東洋経済オンライン / 2024年11月6日 9時0分

ウィテカー氏は以前、グーグル社員として公開データの活用方法などを研究していたが、同社が大量の個人データをAI開発など商業目的に利用する姿勢に疑問を感じ、グーグルを退社してプライバシーを最優先するシグナルに加わったとされる。

「プライバシー至上主義」を逆手にとって悪用

現在のシグナルは「エンドツーエンドの暗号化」など強力なセキュリティ機能で知られるが、その技術はフェイスブック(現メタ)の「WhatsApp」や「メッセンジャー」、さらにグーグルのチャットなどにも搭載されている。従って、こうした技術的側面だけを見るなら、通信の秘匿性を求めるからといって必ずしもシグナルを利用する必要はない。

しかしセキュリティ専門家の多くはそれでもシグナルを推奨している。その主な理由はシグナル財団の徹底したプライバシー管理体制にある。たんにメッセージを暗号化するだけではなく、シグナルの利用者を特定する電話番号などのID(識別情報)や暗号解読用の鍵情報など、いわゆる「メタデータ」と呼ばれる重要情報をサーバーから(通信終了後に)自動的に消去してしまうのである。

このため、後から警察など政府機関がシグナル財団に利用者情報などの提供を求めたとしても、原理的にそれに応じることはできない。提供したくても情報は残っていないからだ。

これら高度なセキュリティ技術と徹底した利用者保護の姿勢が評価され、シグナルは世界中のジャーナリストや人権団体、あるいは独裁国家における反体制派や一部の政治家らが秘密情報をやりとりするために利用している。

だが、一方でシグナルはテロリストや麻薬密売人など犯罪者間の連絡、あるいは児童ポルノ画像の共有などさまざまな悪事にも利用されている。今回の「闇バイトによる強盗」事件もシグナルが悪用された典型的ケースと言えるだろう。

これらを憂慮して、政府関係者の中には「シグナルのプライバシー(利用者)保護は行き過ぎだ」と考えている人は少なくないようだ。

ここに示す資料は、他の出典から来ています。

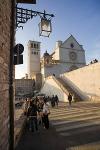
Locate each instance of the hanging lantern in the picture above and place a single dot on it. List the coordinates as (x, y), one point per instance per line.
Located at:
(45, 27)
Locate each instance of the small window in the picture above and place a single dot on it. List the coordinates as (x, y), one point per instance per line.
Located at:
(31, 45)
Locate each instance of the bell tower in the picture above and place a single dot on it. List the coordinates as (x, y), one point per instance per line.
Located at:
(33, 58)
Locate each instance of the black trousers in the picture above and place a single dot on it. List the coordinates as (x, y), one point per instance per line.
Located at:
(46, 121)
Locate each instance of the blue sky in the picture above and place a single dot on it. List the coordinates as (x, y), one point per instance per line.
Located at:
(77, 17)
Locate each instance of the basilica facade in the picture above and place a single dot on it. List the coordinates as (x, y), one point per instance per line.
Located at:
(67, 56)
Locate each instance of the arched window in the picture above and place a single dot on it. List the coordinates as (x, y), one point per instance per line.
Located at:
(73, 67)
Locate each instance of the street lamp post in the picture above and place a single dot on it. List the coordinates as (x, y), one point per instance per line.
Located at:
(23, 15)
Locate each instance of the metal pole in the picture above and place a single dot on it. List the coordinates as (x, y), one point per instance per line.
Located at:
(11, 66)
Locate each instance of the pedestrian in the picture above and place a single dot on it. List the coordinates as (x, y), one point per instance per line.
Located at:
(32, 114)
(46, 112)
(56, 100)
(70, 99)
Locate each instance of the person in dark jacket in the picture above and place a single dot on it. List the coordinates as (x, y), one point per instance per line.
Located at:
(70, 99)
(32, 114)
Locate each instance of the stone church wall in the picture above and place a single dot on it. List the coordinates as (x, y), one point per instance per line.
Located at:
(87, 79)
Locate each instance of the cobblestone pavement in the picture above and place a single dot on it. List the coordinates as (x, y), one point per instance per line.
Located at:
(71, 128)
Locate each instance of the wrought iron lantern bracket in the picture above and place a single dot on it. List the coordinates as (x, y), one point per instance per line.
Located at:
(23, 15)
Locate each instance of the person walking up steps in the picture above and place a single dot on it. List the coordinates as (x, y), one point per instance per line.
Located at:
(46, 112)
(70, 99)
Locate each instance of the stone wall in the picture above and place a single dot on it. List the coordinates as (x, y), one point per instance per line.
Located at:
(5, 13)
(87, 79)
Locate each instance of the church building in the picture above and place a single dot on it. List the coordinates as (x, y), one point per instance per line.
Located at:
(67, 56)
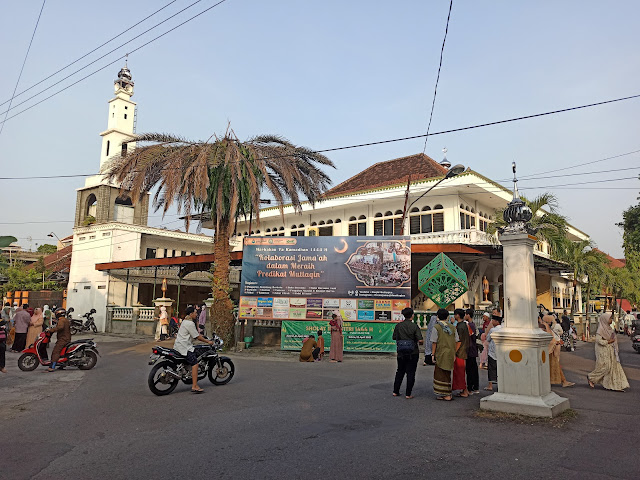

「エンドツーエンドの暗号化」など技術面はとにかく、「メタデータの消去まで踏み込む必要はあるのか?」ということだ。

シグナル財団がここまで徹底して利用者あるいはその個人情報を保護しようとする背景には、いわゆる「監視資本主義」あるいは「国家・企業監視」など昨今の産業界を取り巻くトレンドがある。

これらはグーグルやフェイスブックなどIT企業が大量の個人情報を取得し、それをベースにターゲット広告を打って巨万の利益を稼ぎ出すことや、あるいはそれらのIT企業が政府の要求に応じてユーザー情報を提供したりすることーーたとえば、かつてスノーデン氏が暴露した「プリズム」など、政府と企業が共同で国民らを監視するプログラムーーを指している。